Rdb2RdfXG/ReqForMappingByOErling
Requirements for Relational to RDF Mapping
Attn: W3C RDB2RDF XG
By: Orri Erling, OpenLink Software
Revision 2, September 18, 2008
Motivation
The RDB2RDF XG has reviewed literature and practices in the realm of relational data to RDF mapping. The need for the mapping is evident, as a large part of the world's data is stored in diverse RDBMS with highly heterogeneous schema, terminology, identifiers, and granularity of representation. RDF and ontologies, on the other hand, promise to offer a framework for integrating all this data.
Most such mapping to date has been done on an ETL (Extract Transform Load) bases. Unsurprisingly, it has emerged from interviews with end user organizations, during the RDB2RDF XG itself as well as previously, that there is benefit in on-demand translation from relational data to an RDF representation. RDF offers a systematic ontology and a query language which can be used against the mapped data, without concern for the semantic heterogeneity inherent in independently arisen relational databases. Among other benefits, on-demand mapping removes the burden of maintaining yet another data warehouse. Further, in the event of very large databases, an RDF translation of the content would also make prohibitive demands on infrastructure.

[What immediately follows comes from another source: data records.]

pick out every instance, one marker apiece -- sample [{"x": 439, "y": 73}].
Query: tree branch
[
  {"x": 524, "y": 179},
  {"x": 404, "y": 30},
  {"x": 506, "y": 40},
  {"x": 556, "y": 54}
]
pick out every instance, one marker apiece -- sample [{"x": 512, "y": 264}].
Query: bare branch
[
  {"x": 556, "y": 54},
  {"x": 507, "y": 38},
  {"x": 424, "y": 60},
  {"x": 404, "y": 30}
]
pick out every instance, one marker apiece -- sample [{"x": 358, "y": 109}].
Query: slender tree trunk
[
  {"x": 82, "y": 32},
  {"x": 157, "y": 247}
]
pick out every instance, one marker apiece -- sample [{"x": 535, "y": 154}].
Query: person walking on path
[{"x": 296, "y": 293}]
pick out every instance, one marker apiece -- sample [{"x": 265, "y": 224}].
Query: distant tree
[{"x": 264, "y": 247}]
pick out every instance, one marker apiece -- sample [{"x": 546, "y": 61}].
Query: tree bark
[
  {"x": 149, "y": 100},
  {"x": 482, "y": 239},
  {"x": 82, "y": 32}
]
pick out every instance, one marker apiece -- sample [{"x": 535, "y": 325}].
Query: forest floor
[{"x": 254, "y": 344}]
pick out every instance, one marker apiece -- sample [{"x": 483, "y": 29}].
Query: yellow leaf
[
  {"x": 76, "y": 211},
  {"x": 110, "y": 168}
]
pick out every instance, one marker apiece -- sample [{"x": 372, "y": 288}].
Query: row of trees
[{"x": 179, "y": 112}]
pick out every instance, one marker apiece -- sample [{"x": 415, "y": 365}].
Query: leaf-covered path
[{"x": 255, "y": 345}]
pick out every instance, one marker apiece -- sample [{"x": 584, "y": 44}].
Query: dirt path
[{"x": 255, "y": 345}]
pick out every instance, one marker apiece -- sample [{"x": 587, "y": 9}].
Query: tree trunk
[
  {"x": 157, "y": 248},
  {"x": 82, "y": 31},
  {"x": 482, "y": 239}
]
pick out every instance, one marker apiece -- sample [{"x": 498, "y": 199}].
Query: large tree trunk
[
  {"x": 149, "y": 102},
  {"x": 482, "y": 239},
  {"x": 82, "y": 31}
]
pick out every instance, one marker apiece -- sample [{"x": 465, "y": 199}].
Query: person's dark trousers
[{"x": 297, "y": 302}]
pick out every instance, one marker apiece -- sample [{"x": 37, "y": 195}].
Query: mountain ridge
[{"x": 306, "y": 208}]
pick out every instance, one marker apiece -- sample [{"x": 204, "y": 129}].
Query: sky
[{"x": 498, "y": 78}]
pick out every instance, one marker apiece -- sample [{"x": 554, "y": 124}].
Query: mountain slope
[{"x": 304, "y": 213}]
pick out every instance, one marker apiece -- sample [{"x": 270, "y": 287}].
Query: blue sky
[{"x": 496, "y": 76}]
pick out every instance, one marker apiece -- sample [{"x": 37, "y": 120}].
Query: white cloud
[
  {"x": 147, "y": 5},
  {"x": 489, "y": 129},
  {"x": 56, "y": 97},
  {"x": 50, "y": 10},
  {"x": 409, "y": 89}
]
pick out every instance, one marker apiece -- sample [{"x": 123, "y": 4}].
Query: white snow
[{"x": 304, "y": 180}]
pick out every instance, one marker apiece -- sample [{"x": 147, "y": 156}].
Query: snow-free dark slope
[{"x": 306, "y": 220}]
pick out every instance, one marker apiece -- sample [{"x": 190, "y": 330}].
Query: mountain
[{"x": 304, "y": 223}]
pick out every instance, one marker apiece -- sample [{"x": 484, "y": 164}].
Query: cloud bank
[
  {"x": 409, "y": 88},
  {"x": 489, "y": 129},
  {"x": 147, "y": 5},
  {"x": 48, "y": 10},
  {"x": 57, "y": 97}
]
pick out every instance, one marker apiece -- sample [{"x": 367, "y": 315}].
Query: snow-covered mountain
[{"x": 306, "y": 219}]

Consequently, the RDB2RDF XG is contemplating recommending that a working group be formed to develop a standard for describing relational-to-RDF mappings. This document summarizes the requirements for such a language.
Current State
Presently, relational-to-RDF mapping is done with two main goals:
Bootstrapping a data web. There are lightweight solutions for exposing typically small to mid-size relational stores as RDF. There are RDF-izers for translating web service or document web output of large Web 2.0 sites into RDF.
Integration. End user organizations dealing with complex data integration issues have discovered RDF as a means of unifying and/or making the meaning of data of different sources explicit. Queries that would be very hard to express against a combination of relational stores and unstructured data become expressible if all the content is mapped into RDF.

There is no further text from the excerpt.